Doença de Addison: Diagnóstico e Sinais Clínicos Essenciais

HIS - Hospital Infantil Sabará (SP) — Prova 2023

Enunciado

Mulher de 28 anos de idade comparece em consulta ambulatorial com queixa de perda de peso, fadiga, mialgia, náuseas, vômitos, dor abdominal e hiperpigmentação de pele há dois meses. No mesmo período, foi atendida três vezes na unidade de emergência por episódios de hipotensão, hipotensão postural e hipoglicemia (glicemia sérica de 43mg/dL). Apresenta exames laboratoriais realizados previamente, que evidenciaram a presença de hiponatremia, hipercalcemia, hipercalemia, anemia e eosinofilia. Qual é o diagnóstico?

Alternativas

  1. A) Tireoidite de Hashimoto
  2. B) Síndrome de Cushing
  3. C) Feocromocitoma
  4. D) Doença de Addison
  5. E) Síndrome de Sheehan

Pérola Clínica

Hiperpigmentação + hipotensão + hiponatremia + hipercalemia + hipoglicemia → Doença de Addison.

Resumo-Chave

A Doença de Addison (insuficiência adrenal primária) é caracterizada pela deficiência de cortisol e aldosterona. A hiperpigmentação ocorre devido ao aumento do ACTH. A deficiência de aldosterona causa hiponatremia, hipercalemia e hipotensão. A deficiência de cortisol leva a fadiga, perda de peso, sintomas gastrointestinais e hipoglicemia.

Contexto Educacional

A Doença de Addison, ou insuficiência adrenal primária, é uma condição rara, mas potencialmente fatal, caracterizada pela destruição das glândulas adrenais, resultando em deficiência de cortisol, aldosterona e androgênios adrenais. A etiologia mais comum nos países desenvolvidos é autoimune, mas outras causas incluem infecções (como tuberculose), hemorragia adrenal e metástases. O reconhecimento precoce é crucial, pois a condição pode evoluir para uma crise adrenal, uma emergência médica. Os sintomas da Doença de Addison são insidiosos e inespecíficos no início, incluindo fadiga progressiva, perda de peso, anorexia, náuseas, vômitos e dor abdominal. Sinais mais específicos que devem levantar a suspeita são a hiperpigmentação da pele e mucosas (especialmente em áreas de atrito, cicatrizes e dobras), hipotensão arterial (muitas vezes postural) e desejo por sal. A hiperpigmentação é causada pelo aumento da secreção de ACTH, que estimula os melanócitos. Os achados laboratoriais são característicos e incluem hiponatremia, hipercalemia (devido à deficiência de aldosterona), hipoglicemia (devido à deficiência de cortisol), anemia normocítica normocrômica e eosinofilia. A presença de hipotensão, hipoglicemia e distúrbios eletrolíticos em um paciente com hiperpigmentação é altamente sugestiva de Doença de Addison. O diagnóstico é confirmado pela dosagem de cortisol sérico basal baixo e ACTH elevado, e pelo teste de estímulo com ACTH sintético (Synacthen). O tratamento envolve a reposição hormonal com glicocorticoides (hidrocortisona) e mineralocorticoides (fludrocortisona).

Perguntas Frequentes

Quais são os principais sinais e sintomas da Doença de Addison?

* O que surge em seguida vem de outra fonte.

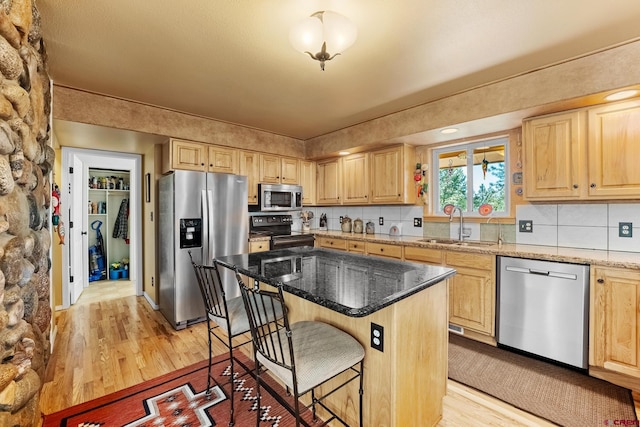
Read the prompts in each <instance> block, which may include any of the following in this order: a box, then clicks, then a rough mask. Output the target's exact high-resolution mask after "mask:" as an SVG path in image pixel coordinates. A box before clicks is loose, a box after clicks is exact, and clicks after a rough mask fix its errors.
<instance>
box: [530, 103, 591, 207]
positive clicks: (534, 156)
mask: <svg viewBox="0 0 640 427" xmlns="http://www.w3.org/2000/svg"><path fill="white" fill-rule="evenodd" d="M582 117H583V115H582V112H579V111H575V112H570V113H563V114H556V115H553V116H547V117H540V118H536V119H532V120H527V121H525V122H524V195H525V197H526V198H527V199H529V200H545V199H560V198H562V199H567V198H579V197H580V196H581V194H582V193H583V188H581V187H582V186H584V185H585V184H584V183H583V180H584V178H583V175H584V164H585V161H586V158H585V153H584V147H583V144H581V141H582V140H583V138H584V135H583V133H584V131H583V126H582V121H583V119H582Z"/></svg>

Os sintomas incluem fadiga, perda de peso, náuseas, vômitos, dor abdominal, hipotensão postural e hiperpigmentação da pele e mucosas, especialmente em áreas expostas ou de atrito.

Por que ocorre hiperpigmentação na Doença de Addison?

A hiperpigmentação ocorre devido ao aumento compensatório da secreção de ACTH pela hipófise, que compartilha uma porção de sua molécula precursora (POMC) com o hormônio estimulador de melanócitos (MSH), estimulando a produção de melanina.

Quais distúrbios eletrolíticos são comuns na insuficiência adrenal primária?

A deficiência de aldosterona na insuficiência adrenal primária leva a hiponatremia (perda de sódio renal) e hipercalemia (retenção de potássio), além de hipoglicemia devido à deficiência de cortisol.